Toronto

Court orders 2 Canadian children to move to Germany with father

Two Canadian children at the centre of a protracted custody dispute must return to Germany where their father lives, over their objections and against the wishes of their mother, Ontario's top court ruled Tuesday.

Mother calls it 'legislated kidnapping,' as court dismisses children's complaints of losing friends in Ontario

The appeal involving John Balev and his wife, Catharine-Rose Baggott, turned on interpretation of rules on international child abductions known as the Hague Convention. (Graham Hughes/Canadian Press)

Two Canadian children at the centre of a protracted custody dispute must return to Germany where their father lives, over their objections and against the wishes of their mother, Ontario's top court ruled Tuesday.

In addition, the court ruled, the father will have to provide suitable housing for the mother and children in Germany.

"Although this case involves the interests and needs of these two young children, it raises legal issues that transcend their interests and that affect the interests of countless other children and their parents," the Appeal Court ruled.

The appeal involving John Balev and his wife, Catharine-Rose Baggott, turned on interpretation of rules on international child abductions known as the Hague Convention. The couple, Canadian citizens who married in Toronto in 2000, moved to Germany the following year. The children, born in Germany in 2002 and 2005 and mostly raised there, are Canadian citizens.

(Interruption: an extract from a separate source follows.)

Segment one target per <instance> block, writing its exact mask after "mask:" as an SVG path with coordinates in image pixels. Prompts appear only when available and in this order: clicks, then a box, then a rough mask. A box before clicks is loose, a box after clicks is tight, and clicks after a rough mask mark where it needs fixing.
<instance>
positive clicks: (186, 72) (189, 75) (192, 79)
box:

Cross-border custody battle 

Balev and Baggott separated in 2011 and the father was given interim custody, according to the Court of Appeal. In April 2013, however, the couple agreed Baggott would take the children to Canada to attend school, and Balev signed a letter transferring custody temporarily to her. The mother and children left most of their belongings in Germany when they came to Canada.

A year later, Balev began trying to get the children back. The mother refused.

After legal wrangling and delays in both Canada and Germany, the case proceeded in Ontario.

Initially, a Superior Court justice in St. Catharines, Ont., ruled the children's habitual residence was in Germany — a fact that did not change during the time they spent in Canada — and ordered their return.

Move to Germany 'likely to be difficult'

On appeal, however, Divisional Court reversed that decision after finding their usual home had changed before their mother refused to allow them to go back to Germany and the Hague Convention did not apply.

"I have considerable sympathy for the mother, who obviously feels strongly that it is in her children's best interests to remain in Canada," Justice Robert Sharpe wrote for the Appeal Court. "I also recognize that the children have now been in Ontario for more than three years, and that moving them back to Germany is likely to be difficult."

Nevertheless, the Court of Appeal ruled the children must return to Germany.

In coming to its decision, the Appeal Court found the German-born children were normally residents in Germany and the mother had violated the Hague Convention by moving them.

Court dismisses children's objections

The court also agreed the parents intended the Canadian visit to be temporary — and the children believed it would be — and Baggott breached Balev's custody rights by keeping them in Ontario against his wishes.

"The Divisional Court's decision would, if upheld, undermine the purpose and proper operation of the Hague Convention," the Appeal Court decided.

The court also found the children's objections to returning to Germany to be insubstantial. They had complained about too much homework there and losing friends in Ontario.

In an interview late Tuesday, Baggott said the Appeal Court ignored several salient facts and said she would appeal.

"I have to take this to the Supreme Court because the Hague Convention has become a means of legislated kidnapping," Baggot said.